Who This Pesto and Fettuccine Class Is Best For
This class fits best if you want a hands-on Rome experience that stays social but not chaotic.
It’s a great match for:
- Couples who want a shared activity that ends with a meal
- Solo travelers who like meeting other people in a tight group
- Anyone who learns best by doing—mixing pesto, working dough, then tasting the result
It may be a poor match if:
- You’re looking for a vegan-friendly class (it’s marked not suitable for vegans)
- You need gluten-free options (it’s marked not suitable for people with gluten intolerance)
- You have nut allergies (it’s marked not suitable)
- You have mobility concerns (it’s marked not suitable for people with mobility impairments)
- You’re traveling with younger kids (it’s marked not suitable for children under 7)
Also, the class is in English, so it’s ideal if you’d rather not rely on translation for cooking technique.
Should You Book This Class? My Practical Take
Book it if you want a Rome activity where you do real cooking and then get a proper meal, all in Piazza Navona’s center. The combination of small group size, traditional Genovese pesto, and the included dining makes it feel like more than a ticket—you get skills, plus you get dinner.
Skip it if your dietary requirements don’t match what’s supported here. Those restrictions matter, because the class is clearly designed around specific ingredients and a traditional approach. If you fall into one of the “not suitable” categories, you’ll be happier choosing an option that can truly accommodate you.
If you’re on the fence, here’s an easy decision rule: if you’d enjoy learning one Italian sauce and one pasta shape well enough to recreate it later, this is your kind of afternoon.
FAQ
FAQ
Where does the cooking class start?
The class meets inside Ristorante Panzirone, located at Piazza Navona 73.

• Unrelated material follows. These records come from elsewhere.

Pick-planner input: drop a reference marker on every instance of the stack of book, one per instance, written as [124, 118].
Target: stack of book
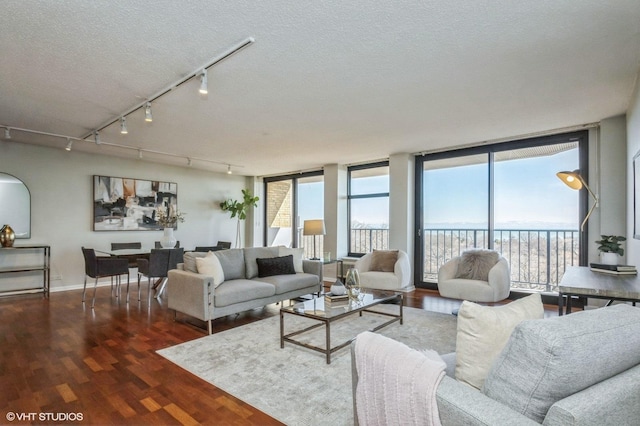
[333, 300]
[614, 269]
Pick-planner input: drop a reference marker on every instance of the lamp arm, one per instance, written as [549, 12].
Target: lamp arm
[595, 204]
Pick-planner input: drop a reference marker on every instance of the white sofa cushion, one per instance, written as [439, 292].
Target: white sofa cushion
[210, 266]
[483, 331]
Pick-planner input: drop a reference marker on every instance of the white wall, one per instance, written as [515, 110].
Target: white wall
[61, 185]
[633, 146]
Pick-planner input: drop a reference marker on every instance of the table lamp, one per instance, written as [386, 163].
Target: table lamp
[575, 181]
[314, 227]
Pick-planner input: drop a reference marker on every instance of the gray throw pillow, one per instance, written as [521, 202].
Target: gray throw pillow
[275, 266]
[475, 264]
[232, 262]
[547, 360]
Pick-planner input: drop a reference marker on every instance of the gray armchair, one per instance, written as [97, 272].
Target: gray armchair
[494, 288]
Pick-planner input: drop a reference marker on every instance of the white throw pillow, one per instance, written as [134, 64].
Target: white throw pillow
[211, 267]
[297, 253]
[483, 331]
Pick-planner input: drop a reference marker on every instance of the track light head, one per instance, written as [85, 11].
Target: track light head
[123, 125]
[148, 116]
[204, 85]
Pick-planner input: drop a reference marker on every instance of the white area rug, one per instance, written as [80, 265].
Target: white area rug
[295, 385]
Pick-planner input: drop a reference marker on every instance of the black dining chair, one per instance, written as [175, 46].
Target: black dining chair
[98, 267]
[160, 262]
[224, 244]
[156, 266]
[158, 244]
[128, 246]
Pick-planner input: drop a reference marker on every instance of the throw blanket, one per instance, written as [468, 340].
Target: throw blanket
[396, 384]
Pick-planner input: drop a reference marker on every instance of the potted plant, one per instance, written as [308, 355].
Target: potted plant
[239, 209]
[168, 220]
[610, 248]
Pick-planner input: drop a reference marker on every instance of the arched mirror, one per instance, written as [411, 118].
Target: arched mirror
[15, 205]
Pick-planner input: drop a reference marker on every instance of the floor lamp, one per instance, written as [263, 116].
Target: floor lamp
[575, 181]
[314, 227]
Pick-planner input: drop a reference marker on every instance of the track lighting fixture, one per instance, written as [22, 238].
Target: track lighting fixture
[147, 112]
[123, 125]
[204, 85]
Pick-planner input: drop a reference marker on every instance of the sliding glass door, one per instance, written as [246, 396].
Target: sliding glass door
[504, 197]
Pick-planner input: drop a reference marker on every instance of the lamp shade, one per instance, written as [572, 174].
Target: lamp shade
[572, 179]
[314, 227]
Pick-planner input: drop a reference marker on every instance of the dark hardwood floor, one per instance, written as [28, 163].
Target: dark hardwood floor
[61, 358]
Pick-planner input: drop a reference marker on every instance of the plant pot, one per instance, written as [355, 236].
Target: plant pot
[609, 258]
[168, 240]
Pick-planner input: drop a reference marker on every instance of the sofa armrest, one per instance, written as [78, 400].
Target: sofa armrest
[460, 404]
[618, 403]
[313, 267]
[190, 293]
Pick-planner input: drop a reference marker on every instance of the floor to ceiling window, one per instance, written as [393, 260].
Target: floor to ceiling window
[290, 200]
[368, 195]
[504, 197]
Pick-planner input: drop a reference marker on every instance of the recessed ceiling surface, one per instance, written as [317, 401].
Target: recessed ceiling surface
[325, 82]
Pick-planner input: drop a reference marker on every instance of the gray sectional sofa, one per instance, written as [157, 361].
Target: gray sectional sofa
[242, 288]
[578, 369]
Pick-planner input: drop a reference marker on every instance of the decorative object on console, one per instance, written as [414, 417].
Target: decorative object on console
[352, 283]
[7, 236]
[614, 269]
[314, 227]
[338, 288]
[575, 181]
[239, 209]
[610, 248]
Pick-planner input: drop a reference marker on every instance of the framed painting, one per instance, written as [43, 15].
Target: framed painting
[126, 204]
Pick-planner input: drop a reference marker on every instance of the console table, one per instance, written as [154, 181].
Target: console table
[582, 281]
[44, 268]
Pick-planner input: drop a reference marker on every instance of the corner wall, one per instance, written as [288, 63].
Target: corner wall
[61, 186]
[633, 146]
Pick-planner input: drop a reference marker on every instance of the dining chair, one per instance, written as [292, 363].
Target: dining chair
[158, 244]
[175, 256]
[156, 266]
[128, 246]
[224, 244]
[98, 267]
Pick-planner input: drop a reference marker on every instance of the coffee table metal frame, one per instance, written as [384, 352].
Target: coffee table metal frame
[370, 299]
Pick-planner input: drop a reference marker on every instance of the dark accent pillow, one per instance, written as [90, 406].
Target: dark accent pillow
[383, 260]
[270, 266]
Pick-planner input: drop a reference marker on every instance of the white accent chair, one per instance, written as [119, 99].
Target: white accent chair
[398, 280]
[494, 289]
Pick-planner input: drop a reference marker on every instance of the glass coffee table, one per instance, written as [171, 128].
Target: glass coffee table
[316, 309]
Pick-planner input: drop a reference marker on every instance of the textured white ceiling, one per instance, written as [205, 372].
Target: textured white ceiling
[325, 82]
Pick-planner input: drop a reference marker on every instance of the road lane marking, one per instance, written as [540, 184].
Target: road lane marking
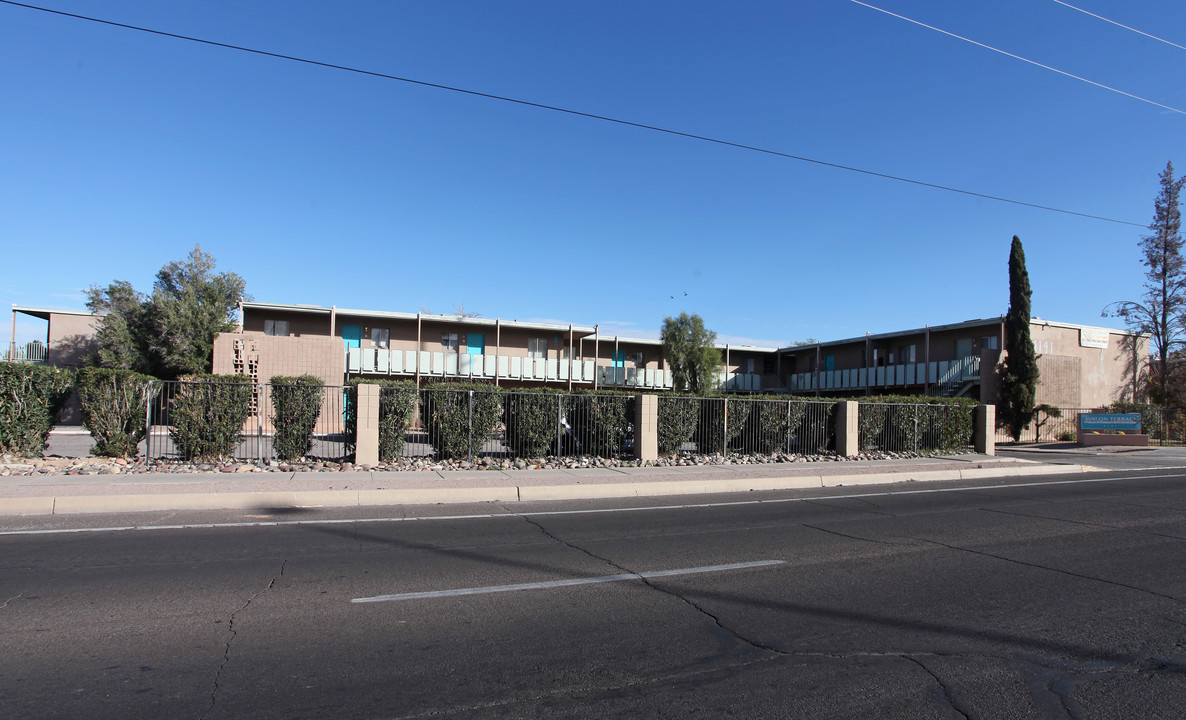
[279, 523]
[571, 582]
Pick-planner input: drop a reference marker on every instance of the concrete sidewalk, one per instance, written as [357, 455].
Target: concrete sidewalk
[64, 495]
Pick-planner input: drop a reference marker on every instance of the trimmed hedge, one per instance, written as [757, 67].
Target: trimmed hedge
[397, 401]
[533, 421]
[721, 422]
[600, 421]
[295, 405]
[677, 418]
[454, 432]
[925, 424]
[31, 397]
[112, 403]
[773, 424]
[208, 413]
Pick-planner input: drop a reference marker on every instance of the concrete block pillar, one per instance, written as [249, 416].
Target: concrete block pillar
[848, 434]
[646, 427]
[367, 443]
[984, 435]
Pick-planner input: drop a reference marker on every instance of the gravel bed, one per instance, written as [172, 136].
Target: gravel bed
[11, 465]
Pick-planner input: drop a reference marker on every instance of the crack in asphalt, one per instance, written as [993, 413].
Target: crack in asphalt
[230, 629]
[943, 686]
[1052, 569]
[852, 536]
[1083, 522]
[715, 619]
[879, 511]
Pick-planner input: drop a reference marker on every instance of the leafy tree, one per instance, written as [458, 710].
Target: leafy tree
[689, 351]
[121, 331]
[1019, 371]
[172, 331]
[1161, 312]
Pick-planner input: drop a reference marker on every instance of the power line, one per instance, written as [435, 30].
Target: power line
[1024, 59]
[1121, 25]
[571, 112]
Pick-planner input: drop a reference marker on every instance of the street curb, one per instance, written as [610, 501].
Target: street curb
[81, 504]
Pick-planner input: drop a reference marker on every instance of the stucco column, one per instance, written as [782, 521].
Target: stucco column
[984, 435]
[367, 441]
[646, 427]
[848, 441]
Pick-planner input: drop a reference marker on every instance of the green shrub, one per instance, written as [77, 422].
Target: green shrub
[31, 397]
[112, 403]
[816, 432]
[721, 422]
[295, 405]
[677, 419]
[772, 424]
[396, 408]
[600, 421]
[208, 413]
[533, 422]
[871, 422]
[916, 422]
[460, 416]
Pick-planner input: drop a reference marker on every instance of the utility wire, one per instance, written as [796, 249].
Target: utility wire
[1121, 25]
[571, 112]
[1024, 59]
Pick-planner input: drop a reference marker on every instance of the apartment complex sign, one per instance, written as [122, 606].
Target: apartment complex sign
[1091, 337]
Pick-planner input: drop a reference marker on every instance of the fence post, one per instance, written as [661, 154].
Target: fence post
[367, 425]
[148, 422]
[984, 435]
[848, 440]
[646, 427]
[560, 426]
[725, 427]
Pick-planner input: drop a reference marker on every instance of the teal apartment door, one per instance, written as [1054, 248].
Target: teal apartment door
[476, 343]
[352, 335]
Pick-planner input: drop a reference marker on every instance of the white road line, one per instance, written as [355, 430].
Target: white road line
[619, 578]
[278, 523]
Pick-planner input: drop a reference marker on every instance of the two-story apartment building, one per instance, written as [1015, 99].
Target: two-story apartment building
[1081, 365]
[336, 343]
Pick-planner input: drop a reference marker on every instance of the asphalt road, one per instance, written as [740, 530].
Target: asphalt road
[1052, 599]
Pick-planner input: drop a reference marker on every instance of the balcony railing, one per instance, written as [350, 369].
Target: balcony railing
[380, 361]
[911, 374]
[29, 352]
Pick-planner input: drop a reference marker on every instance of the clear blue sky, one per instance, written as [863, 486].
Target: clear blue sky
[122, 150]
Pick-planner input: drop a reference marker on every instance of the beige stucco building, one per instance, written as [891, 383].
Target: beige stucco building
[336, 343]
[1081, 365]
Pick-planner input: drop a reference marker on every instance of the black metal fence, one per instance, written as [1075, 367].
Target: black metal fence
[894, 427]
[240, 416]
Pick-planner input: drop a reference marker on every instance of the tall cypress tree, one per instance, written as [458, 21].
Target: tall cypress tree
[1019, 373]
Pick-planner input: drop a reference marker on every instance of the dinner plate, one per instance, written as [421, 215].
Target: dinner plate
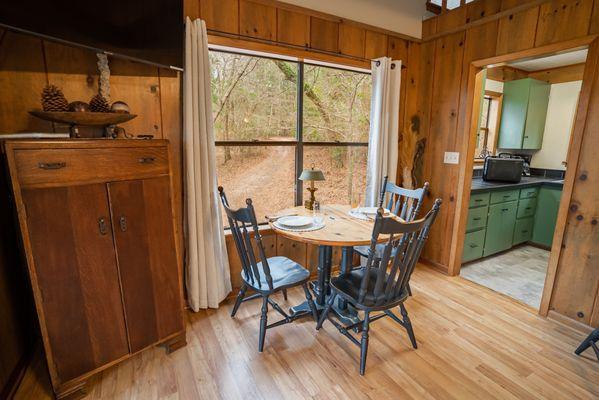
[371, 210]
[295, 221]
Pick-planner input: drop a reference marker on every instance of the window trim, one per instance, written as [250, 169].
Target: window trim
[298, 142]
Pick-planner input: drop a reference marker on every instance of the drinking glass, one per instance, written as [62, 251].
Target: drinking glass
[317, 214]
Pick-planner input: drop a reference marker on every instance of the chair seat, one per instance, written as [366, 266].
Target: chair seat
[284, 273]
[378, 250]
[348, 287]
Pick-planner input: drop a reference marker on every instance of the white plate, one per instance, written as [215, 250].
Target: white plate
[295, 221]
[371, 210]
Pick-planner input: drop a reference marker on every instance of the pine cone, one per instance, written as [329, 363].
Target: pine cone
[98, 103]
[53, 99]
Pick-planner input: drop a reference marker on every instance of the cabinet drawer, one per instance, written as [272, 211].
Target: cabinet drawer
[60, 166]
[479, 199]
[477, 218]
[502, 196]
[529, 192]
[523, 230]
[473, 245]
[526, 208]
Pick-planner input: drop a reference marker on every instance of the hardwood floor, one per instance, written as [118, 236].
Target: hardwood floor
[473, 344]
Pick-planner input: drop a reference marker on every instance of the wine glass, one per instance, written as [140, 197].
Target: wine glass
[317, 214]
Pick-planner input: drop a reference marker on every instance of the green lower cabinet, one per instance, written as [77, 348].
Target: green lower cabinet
[526, 208]
[500, 227]
[523, 230]
[473, 245]
[546, 215]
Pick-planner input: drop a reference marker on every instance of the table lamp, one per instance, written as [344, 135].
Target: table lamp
[311, 175]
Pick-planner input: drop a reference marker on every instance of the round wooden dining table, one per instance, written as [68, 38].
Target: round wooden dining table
[340, 230]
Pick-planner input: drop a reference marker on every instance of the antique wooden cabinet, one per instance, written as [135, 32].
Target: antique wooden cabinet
[96, 219]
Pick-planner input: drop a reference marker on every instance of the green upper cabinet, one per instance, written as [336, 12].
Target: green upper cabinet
[523, 114]
[538, 101]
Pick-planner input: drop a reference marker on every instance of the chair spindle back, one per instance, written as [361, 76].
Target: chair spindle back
[405, 203]
[396, 264]
[240, 223]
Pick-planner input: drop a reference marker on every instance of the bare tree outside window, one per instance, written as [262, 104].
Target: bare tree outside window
[262, 145]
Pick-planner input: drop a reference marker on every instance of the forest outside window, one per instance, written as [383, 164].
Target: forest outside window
[274, 117]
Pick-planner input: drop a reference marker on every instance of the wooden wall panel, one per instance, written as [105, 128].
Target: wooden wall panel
[449, 53]
[220, 15]
[324, 34]
[137, 85]
[516, 31]
[480, 9]
[577, 282]
[376, 45]
[352, 39]
[22, 78]
[257, 20]
[293, 28]
[561, 20]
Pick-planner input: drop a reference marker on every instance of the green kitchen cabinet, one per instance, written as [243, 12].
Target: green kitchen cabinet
[523, 230]
[523, 114]
[500, 227]
[473, 245]
[546, 216]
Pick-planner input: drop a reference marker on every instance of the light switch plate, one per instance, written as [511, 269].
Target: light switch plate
[451, 157]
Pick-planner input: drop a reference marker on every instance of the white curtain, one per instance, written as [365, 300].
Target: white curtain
[383, 144]
[207, 274]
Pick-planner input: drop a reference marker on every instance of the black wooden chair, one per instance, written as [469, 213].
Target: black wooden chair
[405, 203]
[382, 284]
[265, 276]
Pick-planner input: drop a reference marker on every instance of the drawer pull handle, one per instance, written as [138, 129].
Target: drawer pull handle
[146, 160]
[102, 226]
[123, 224]
[47, 166]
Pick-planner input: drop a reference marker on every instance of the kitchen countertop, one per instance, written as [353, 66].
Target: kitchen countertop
[479, 185]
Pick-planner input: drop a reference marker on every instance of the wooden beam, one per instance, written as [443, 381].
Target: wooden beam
[569, 73]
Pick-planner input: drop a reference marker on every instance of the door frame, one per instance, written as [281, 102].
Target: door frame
[475, 82]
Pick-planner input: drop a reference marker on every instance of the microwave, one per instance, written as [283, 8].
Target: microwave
[503, 169]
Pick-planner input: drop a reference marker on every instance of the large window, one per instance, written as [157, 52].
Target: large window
[273, 118]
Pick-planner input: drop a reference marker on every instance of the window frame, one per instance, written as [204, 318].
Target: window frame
[298, 142]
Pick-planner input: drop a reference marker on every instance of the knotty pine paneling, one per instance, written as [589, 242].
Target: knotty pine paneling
[449, 53]
[324, 34]
[257, 20]
[517, 31]
[561, 20]
[293, 28]
[220, 15]
[376, 45]
[352, 40]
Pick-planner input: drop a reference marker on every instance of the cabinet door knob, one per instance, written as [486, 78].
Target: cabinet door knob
[57, 165]
[102, 226]
[146, 160]
[123, 223]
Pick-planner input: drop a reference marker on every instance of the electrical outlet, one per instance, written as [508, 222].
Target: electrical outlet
[451, 157]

How long is the pasta cooking class?
The class lasts 2.5 hours.
Is the class taught in English?
Yes. Instruction is in English.
What’s included with the meal?
You get bruschetta as an appetizer, pesto and pasta served at your table, a drink (wine or beer for adults, soda for children), and coffee or a limoncello after the meal for adults.
Is this class suitable for vegans or gluten intolerance?
No. It’s marked not suitable for vegans and not suitable for people with gluten intolerance.
What group size should I expect?
It’s a small group limited to 7 participants.